MagLev is an alternative implementation of the Ruby programming language built on the GemStone/S virtual machine from GemTalk Systems. Much of Maglev was set out to be written in Ruby as much as possible, resulting in some collaboration with the Rubinius project. As of the first beta release, the project runs RubyGems 1.3.5 natively, with support for C and Smalltalk extensions. MagLev has a distinct VM architecture that allows it to share code and data between runtimes and execution cycles through a Ruby API.

== Architecture ==
Maglev runs inside an image like Smalltalk, offering transparent object persistence to Ruby objects and classes.

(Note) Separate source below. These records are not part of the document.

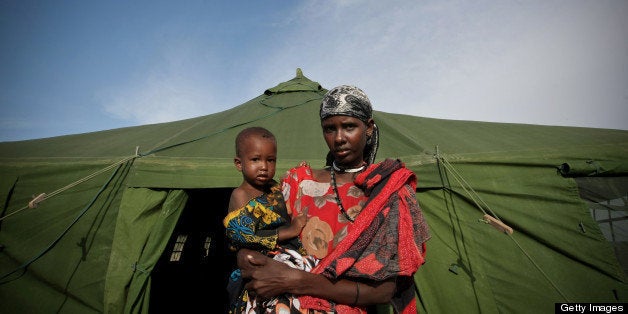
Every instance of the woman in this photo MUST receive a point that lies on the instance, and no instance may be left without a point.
(364, 223)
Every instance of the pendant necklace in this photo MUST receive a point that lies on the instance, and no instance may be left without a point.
(335, 187)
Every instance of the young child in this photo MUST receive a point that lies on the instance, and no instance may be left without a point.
(257, 217)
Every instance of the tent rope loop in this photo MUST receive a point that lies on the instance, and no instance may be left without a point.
(44, 196)
(493, 219)
(135, 268)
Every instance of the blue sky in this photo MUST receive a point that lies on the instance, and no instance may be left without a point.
(70, 67)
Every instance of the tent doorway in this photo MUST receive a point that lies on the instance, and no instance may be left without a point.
(196, 260)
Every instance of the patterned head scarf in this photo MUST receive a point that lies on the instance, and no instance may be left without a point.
(346, 100)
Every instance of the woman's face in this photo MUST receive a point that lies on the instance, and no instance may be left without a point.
(346, 138)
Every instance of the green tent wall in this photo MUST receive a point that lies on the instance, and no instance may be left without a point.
(114, 197)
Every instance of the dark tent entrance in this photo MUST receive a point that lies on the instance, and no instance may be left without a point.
(192, 272)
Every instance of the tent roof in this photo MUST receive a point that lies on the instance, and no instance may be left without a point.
(205, 144)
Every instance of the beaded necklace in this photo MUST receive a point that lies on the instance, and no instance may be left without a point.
(335, 187)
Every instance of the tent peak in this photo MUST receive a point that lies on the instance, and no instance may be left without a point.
(298, 84)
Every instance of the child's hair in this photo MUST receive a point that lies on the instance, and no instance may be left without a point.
(252, 132)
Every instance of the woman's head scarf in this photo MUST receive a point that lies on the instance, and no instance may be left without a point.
(346, 100)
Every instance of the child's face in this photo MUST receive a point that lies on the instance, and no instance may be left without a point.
(257, 161)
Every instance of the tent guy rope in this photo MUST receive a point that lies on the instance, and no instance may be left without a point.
(493, 219)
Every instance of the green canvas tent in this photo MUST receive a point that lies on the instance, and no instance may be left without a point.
(112, 231)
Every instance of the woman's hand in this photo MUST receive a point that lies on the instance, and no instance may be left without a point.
(264, 276)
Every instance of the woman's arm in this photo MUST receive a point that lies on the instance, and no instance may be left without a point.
(269, 278)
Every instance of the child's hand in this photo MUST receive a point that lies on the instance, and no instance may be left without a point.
(299, 222)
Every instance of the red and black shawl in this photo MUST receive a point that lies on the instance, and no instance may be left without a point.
(390, 216)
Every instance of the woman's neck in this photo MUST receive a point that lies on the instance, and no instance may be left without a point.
(341, 169)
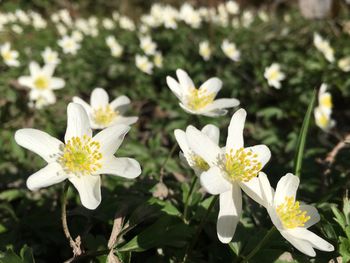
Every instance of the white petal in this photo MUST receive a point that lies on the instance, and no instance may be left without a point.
(212, 132)
(48, 70)
(303, 246)
(39, 142)
(185, 81)
(57, 83)
(111, 138)
(119, 102)
(313, 239)
(221, 104)
(287, 186)
(213, 181)
(78, 123)
(229, 213)
(263, 152)
(34, 68)
(26, 81)
(124, 167)
(49, 175)
(253, 190)
(85, 105)
(203, 145)
(174, 87)
(211, 86)
(89, 188)
(181, 139)
(99, 98)
(266, 189)
(312, 213)
(125, 120)
(235, 131)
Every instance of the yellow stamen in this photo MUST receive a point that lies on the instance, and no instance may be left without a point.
(104, 115)
(290, 214)
(41, 83)
(326, 101)
(198, 99)
(81, 156)
(242, 165)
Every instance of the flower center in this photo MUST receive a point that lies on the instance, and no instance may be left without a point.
(242, 165)
(326, 101)
(290, 214)
(104, 115)
(199, 162)
(41, 83)
(7, 55)
(81, 156)
(198, 99)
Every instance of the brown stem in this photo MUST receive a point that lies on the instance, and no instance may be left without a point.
(74, 244)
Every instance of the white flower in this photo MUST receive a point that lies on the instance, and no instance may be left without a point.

Object persistence is based on ACID transactions that allow multiple running instances to see a shared object graph. Maglev uses a process-based concurrency model, mapping Ruby threads to Smalltalk Processes, which are scheduled in the VM as green threads. Using MagLev should yield performance increases when using Ruby, along with allowing Ruby processes over multiple machines to use the same objects at the same time.

== Installation ==
MagLev is installed with RVM, using the following code snippets, copied directly from the maglev GitHub project.

 rvm install maglev
 rvm use maglev

The status can be checked using

 $ maglev status

== Ruby compatibility ==
Maglev targets Ruby 1.8.7 and runs a significant number of RubySpec. It supports several C extensions including Nokogiri, JSON and bcrypt.